Simultaneously, Shearer's ten-year collaboration with portrait photographer George Hurrell and her lasting contribution to fashion through the designs of Adrian were also recognized.

Norma Talmadge

Norma Talmadge was an American actress and film producer of the silent era. A major box office draw for more than a decade, her career reached a peak in the early 1920s, when she ranked among the most popular idols of the American screen.

Her most famous film was Smilin? Through, but she also scored artistic triumphs teamed with director Frank Borzage in Secrets and The Lady. Her younger sisters Constance Talmadge and Natalie Talmadge were also movie stars. Talmadge married millionaire and film producer Joseph Schenck and they successfully created their own production company. After reaching fame in the film studios on the East Coast, she moved to Hollywood in 1922.

A specialist in melodrama, Talmadge was one of the most elegant and glamorous film stars of the roaring twenties. By the end of the silent film period her popularity with audiences had waned. After her two talkies proved disappointing at the box office, she retired a very wealthy woman. Of all the silent stars whose reputation collapsed with the coming of sound, Norma Talmadge was the most important. She is little remembered, since her films are seldom revived today, yet in her day she was hugely popular and the epitome of stardom.

Talmadge was born on May 26, 1893 in Jersey City, New Jersey, although it has been widely believed she was born in Niagara Falls, New York.

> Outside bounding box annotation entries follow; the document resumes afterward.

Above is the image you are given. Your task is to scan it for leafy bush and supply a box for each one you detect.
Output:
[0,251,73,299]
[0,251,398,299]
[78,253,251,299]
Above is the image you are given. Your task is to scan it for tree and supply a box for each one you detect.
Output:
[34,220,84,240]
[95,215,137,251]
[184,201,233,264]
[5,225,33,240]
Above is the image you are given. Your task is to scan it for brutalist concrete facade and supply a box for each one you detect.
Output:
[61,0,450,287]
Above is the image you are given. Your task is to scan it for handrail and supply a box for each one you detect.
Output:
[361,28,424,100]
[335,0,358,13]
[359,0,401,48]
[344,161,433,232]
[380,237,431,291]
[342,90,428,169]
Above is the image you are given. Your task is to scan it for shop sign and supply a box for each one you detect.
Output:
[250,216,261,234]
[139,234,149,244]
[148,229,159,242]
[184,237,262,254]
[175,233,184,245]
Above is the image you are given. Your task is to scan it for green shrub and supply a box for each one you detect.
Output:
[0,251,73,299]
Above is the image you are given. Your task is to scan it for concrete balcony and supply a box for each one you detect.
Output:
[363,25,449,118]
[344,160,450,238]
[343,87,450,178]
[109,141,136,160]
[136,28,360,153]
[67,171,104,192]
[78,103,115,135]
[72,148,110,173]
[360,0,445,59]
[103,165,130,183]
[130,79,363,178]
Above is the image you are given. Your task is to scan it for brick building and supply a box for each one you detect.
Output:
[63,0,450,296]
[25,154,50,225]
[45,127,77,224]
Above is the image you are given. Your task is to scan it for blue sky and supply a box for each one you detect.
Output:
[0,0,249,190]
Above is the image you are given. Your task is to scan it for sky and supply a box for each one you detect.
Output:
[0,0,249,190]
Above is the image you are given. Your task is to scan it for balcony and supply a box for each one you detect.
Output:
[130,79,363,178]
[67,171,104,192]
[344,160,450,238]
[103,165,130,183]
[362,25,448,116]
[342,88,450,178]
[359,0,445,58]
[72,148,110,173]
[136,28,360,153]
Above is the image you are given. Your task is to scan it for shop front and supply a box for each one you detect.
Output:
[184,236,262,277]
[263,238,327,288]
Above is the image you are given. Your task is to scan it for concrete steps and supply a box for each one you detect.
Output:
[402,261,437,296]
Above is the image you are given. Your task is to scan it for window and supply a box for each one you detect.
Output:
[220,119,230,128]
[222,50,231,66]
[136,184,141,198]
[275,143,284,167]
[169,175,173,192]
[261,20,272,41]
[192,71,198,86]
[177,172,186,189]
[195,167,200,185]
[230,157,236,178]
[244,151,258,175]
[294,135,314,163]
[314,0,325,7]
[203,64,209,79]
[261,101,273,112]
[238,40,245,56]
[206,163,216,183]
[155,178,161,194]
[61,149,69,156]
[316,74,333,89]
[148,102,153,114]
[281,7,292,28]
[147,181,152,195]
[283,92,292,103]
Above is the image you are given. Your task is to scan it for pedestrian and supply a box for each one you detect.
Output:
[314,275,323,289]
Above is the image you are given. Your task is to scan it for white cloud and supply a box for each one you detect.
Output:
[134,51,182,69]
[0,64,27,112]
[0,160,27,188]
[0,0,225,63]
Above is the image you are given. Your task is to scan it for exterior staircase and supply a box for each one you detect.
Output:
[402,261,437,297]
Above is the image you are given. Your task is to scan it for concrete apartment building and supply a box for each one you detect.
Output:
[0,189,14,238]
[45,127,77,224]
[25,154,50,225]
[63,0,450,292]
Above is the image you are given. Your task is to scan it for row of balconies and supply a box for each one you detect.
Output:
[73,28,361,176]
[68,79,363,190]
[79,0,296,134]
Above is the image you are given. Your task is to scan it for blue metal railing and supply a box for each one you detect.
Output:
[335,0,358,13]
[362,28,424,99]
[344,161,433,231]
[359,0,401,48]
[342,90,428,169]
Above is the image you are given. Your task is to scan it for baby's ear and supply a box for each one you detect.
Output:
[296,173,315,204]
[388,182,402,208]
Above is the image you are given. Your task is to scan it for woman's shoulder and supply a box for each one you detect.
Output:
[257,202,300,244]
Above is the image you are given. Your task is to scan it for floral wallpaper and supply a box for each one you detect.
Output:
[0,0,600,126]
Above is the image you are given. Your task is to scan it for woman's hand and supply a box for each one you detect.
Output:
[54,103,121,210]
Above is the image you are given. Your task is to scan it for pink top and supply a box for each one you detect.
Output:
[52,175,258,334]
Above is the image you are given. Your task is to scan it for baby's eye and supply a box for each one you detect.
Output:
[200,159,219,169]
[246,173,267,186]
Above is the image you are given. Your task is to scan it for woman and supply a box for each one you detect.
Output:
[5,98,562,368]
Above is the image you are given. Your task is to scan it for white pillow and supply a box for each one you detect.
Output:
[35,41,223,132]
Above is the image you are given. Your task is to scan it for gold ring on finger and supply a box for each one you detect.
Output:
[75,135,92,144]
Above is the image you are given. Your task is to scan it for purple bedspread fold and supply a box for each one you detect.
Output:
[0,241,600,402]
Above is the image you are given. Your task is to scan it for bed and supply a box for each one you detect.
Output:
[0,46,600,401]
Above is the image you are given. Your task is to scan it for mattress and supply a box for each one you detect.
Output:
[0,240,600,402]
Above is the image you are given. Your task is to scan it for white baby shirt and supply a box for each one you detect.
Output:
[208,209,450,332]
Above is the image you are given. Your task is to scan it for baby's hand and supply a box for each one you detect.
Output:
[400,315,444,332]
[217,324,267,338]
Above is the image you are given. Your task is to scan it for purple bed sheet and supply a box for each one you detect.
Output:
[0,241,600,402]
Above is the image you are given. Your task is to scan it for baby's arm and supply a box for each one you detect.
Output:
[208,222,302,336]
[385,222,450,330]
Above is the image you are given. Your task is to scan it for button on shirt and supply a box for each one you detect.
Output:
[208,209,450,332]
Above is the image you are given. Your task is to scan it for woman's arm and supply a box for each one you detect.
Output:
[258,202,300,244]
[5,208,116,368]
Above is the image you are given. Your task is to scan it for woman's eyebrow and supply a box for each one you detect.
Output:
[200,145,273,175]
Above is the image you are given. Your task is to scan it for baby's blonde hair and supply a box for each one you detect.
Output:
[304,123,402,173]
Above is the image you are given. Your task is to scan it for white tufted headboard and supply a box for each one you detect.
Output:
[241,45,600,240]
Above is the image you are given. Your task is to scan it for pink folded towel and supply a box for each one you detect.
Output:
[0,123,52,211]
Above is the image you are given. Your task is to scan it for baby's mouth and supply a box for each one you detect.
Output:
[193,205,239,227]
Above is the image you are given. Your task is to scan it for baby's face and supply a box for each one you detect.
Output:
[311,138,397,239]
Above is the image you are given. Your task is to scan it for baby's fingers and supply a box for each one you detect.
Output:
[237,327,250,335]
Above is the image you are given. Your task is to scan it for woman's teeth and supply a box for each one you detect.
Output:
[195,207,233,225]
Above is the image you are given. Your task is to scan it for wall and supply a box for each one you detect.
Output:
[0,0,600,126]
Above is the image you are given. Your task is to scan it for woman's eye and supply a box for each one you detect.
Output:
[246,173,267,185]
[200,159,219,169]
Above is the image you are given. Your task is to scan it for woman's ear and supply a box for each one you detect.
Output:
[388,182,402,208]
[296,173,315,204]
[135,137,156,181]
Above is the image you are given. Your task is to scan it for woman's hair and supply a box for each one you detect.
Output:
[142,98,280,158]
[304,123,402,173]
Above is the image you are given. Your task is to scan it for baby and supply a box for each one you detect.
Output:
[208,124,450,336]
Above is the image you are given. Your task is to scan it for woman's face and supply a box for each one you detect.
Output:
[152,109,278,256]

After achieving stardom, she admitted that she and her mother provided the more scenic setting of Niagara Falls to fan magazines to be more romantic. Talmadge was the eldest daughter of Fred Talmadge, a chronic unemployed alcoholic, and Margaret “Peg” Talmadge, a witty and indomitable woman. Talmadge’s childhood was marked by poverty. One Christmas morning Fred Talmadge left the house to buy food and never came back, leaving his wife to raise their three little daughters. Peg took in laundry, sold cosmetics, taught painting classes, and rented out rooms, raising her daughters in Brooklyn, New York.

Norman Jewison

Norman Frederick Jewison, CC, O.Ont is a Canadian film director, producer, actor and founder of the Canadian Film Centre. Among his works as a director, one finds In the Heat of the Night, The Thomas Crown Affair, Fiddler on the Roof, Jesus Christ Superstar, Moonstruck, The Hurricane, and The Statement. Norman Jewison has addressed important social and political issues throughout his directing and producing career, often making controversial or complicated subjects accessible to mainstream audiences.

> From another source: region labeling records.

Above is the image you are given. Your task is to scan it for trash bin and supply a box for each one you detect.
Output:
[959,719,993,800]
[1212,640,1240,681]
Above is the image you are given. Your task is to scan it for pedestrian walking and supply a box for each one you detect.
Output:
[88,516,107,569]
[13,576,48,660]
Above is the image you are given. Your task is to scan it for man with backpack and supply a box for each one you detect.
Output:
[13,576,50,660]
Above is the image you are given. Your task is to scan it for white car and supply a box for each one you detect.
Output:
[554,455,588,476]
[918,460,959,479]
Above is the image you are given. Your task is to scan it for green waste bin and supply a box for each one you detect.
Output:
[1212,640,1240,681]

Jewison, who in spite of his surname is not Jewish, was born in Toronto, the son of Dorothy Irene and Percy Joseph Jewison, who managed a general store and post office. He attended Kew Beach School, and while growing up in the 1930s displayed an aptitude for performing and theatre. He served in the Royal Canadian Navy during World War II, and after being discharged traveled in the American South, where he encountered segregation, an experience that would influence his later work.

Jewison attended Victoria College in the University of Toronto, graduating with a B.A. in 1949. As a student he was involved in writing, directing, and acting in various theatrical productions, including the All-Varsity Revue in 1949. Following graduation, he moved to London, where he worked sporadically as a script writer for a children’s show and bit part actor for the British Broadcasting Corporation, while supporting himself with odd jobs. Out of work in Britain in late 1951, he came back to Canada to become a production trainee at CBLT in Toronto, which was preparing for the launch of CBC Television.

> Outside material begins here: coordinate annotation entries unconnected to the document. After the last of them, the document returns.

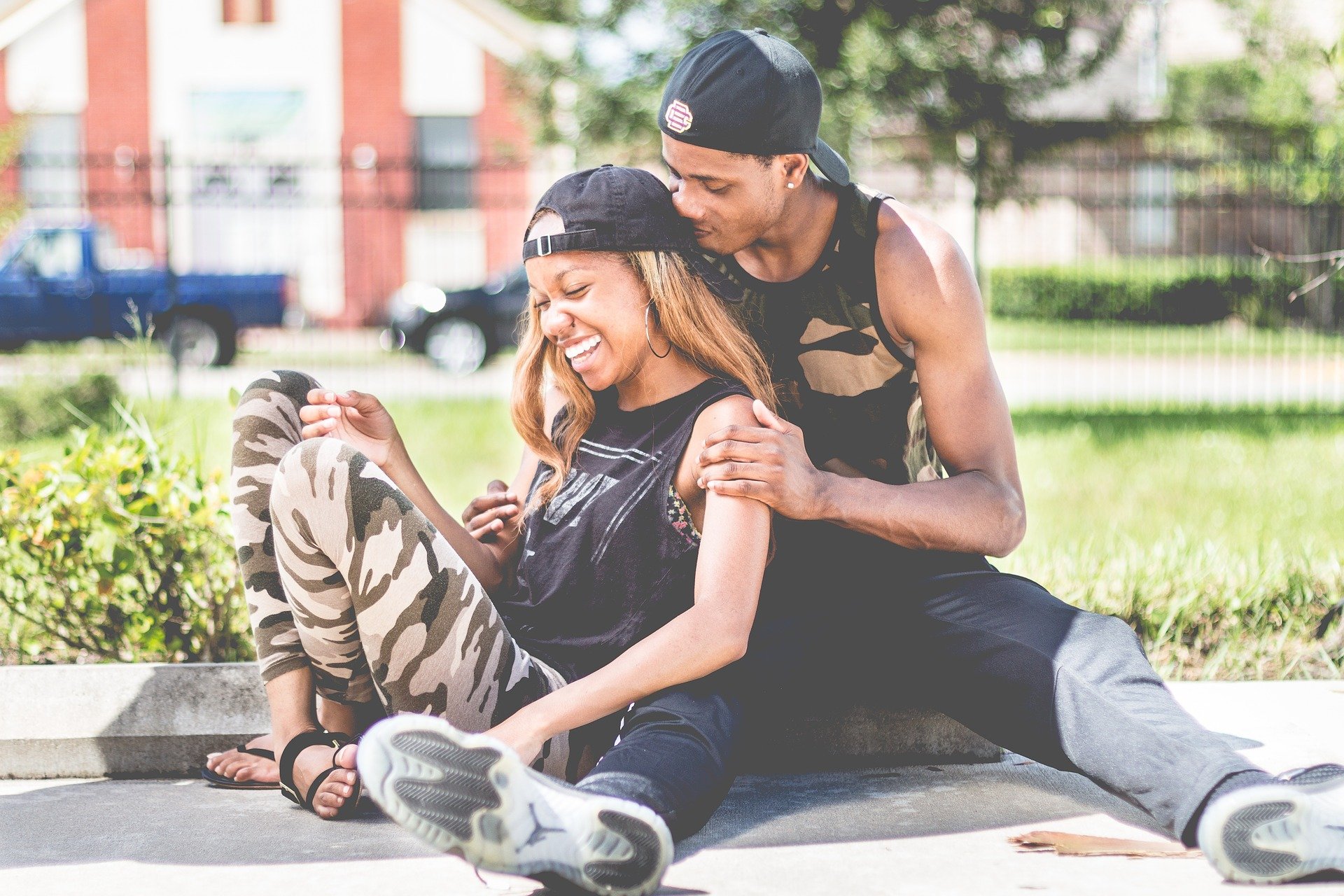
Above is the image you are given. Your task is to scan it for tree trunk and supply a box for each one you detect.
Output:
[1302,204,1344,332]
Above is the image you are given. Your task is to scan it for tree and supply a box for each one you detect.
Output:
[1169,0,1344,329]
[512,0,1135,203]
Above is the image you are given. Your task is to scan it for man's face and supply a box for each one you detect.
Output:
[663,134,785,255]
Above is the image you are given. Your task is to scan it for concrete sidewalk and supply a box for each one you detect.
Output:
[0,682,1344,896]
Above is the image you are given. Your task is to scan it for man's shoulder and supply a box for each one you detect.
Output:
[874,199,983,342]
[876,196,965,276]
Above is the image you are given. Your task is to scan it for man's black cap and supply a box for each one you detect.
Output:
[659,28,849,187]
[523,165,742,302]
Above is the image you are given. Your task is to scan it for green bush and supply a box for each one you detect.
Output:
[0,373,121,440]
[0,406,251,662]
[989,258,1344,326]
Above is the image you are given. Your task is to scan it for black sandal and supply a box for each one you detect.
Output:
[279,731,363,821]
[200,744,279,790]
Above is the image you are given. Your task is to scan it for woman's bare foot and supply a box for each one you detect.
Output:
[281,744,359,820]
[206,735,279,783]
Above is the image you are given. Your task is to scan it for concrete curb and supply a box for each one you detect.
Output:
[0,662,999,778]
[0,662,270,778]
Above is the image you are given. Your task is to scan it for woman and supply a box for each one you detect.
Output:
[221,167,773,892]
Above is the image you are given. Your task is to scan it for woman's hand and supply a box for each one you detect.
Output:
[485,712,546,766]
[462,479,522,542]
[298,390,402,466]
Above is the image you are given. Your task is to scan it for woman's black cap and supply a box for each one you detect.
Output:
[523,165,742,302]
[659,28,849,187]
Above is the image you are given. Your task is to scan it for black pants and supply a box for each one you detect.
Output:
[580,524,1255,841]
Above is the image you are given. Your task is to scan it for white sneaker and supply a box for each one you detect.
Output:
[356,715,672,896]
[1198,766,1344,884]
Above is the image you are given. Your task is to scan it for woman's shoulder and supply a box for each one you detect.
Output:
[691,392,761,440]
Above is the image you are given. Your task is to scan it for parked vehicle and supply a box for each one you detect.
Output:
[383,265,527,374]
[0,222,294,367]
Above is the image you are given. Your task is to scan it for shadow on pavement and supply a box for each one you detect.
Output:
[678,754,1168,860]
[0,757,1153,868]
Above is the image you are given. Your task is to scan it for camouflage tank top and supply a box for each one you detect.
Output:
[719,184,946,485]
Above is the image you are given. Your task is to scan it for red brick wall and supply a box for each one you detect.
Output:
[340,0,414,325]
[0,50,19,201]
[83,0,159,255]
[476,54,536,273]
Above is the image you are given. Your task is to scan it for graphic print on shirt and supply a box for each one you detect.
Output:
[546,470,615,525]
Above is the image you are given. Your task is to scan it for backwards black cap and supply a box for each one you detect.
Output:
[523,165,743,302]
[659,28,849,187]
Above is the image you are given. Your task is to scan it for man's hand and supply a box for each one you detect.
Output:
[696,400,831,520]
[462,479,520,542]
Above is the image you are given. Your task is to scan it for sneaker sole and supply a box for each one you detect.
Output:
[356,715,672,896]
[1199,776,1344,884]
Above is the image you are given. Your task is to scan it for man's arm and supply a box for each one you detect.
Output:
[700,200,1026,556]
[821,204,1027,556]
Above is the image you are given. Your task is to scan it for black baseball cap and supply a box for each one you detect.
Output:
[659,28,849,187]
[523,165,742,302]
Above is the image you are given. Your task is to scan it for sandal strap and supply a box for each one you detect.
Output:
[234,744,276,762]
[279,729,355,810]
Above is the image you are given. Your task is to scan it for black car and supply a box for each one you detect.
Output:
[383,265,527,374]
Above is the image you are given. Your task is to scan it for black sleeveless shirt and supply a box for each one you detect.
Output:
[496,379,750,681]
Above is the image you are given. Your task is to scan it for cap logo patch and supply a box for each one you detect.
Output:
[663,99,694,134]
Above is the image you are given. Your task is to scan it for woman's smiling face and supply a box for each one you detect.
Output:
[526,215,652,392]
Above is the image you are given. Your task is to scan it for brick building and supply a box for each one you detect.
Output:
[0,0,570,323]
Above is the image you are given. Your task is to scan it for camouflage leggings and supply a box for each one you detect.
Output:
[231,371,577,778]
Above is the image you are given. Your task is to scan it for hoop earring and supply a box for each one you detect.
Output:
[644,298,672,357]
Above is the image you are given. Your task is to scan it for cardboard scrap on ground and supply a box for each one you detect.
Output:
[1008,830,1203,858]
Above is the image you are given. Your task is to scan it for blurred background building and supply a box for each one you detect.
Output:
[0,0,573,323]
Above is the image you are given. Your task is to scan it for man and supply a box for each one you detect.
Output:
[363,29,1344,892]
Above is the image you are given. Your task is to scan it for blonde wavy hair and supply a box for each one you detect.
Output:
[511,240,776,513]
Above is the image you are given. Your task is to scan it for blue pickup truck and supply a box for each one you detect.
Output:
[0,222,293,367]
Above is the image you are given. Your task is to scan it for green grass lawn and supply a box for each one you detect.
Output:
[988,317,1344,357]
[0,399,1344,678]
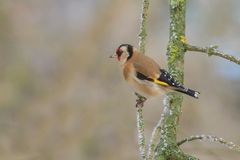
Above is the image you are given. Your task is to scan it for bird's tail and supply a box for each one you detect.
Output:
[174,88,200,99]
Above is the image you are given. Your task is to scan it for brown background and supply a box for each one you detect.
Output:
[0,0,240,160]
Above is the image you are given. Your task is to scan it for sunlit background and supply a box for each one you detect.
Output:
[0,0,240,160]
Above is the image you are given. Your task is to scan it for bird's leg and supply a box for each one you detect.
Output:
[135,92,147,108]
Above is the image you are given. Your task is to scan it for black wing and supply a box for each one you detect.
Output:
[158,69,185,89]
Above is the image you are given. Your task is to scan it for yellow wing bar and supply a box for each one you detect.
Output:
[153,79,169,86]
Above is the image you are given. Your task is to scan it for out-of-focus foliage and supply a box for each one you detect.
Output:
[0,0,240,160]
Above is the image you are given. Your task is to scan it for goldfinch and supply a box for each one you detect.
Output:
[110,44,199,101]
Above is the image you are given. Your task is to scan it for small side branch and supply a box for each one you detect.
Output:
[177,135,240,152]
[186,44,240,65]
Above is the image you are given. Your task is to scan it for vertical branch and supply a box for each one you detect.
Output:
[137,107,146,160]
[139,0,149,54]
[155,0,196,160]
[136,0,149,160]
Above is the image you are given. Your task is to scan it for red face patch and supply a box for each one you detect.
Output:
[116,48,123,61]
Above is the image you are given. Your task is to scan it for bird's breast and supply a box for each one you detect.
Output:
[123,65,162,97]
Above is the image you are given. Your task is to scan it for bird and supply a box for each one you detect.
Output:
[110,44,200,106]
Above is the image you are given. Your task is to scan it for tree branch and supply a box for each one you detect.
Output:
[139,0,149,54]
[135,0,149,160]
[155,0,197,160]
[186,44,240,65]
[177,135,240,152]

When CBC Television went on the air in the fall of 1952, Jewison was an assistant director. During the next seven years he wrote, directed, and produced a wide variety of musicals, comedy-variety shows, dramas, and specials, including the The Big Revue, Showtime and The Barris Beat. In 1953 he married Margaret Ann “Dixie” Dixon, a former model. They would have three children – Michael, Kevin, and Jennifer – who would all pursue careers in the entertainment world.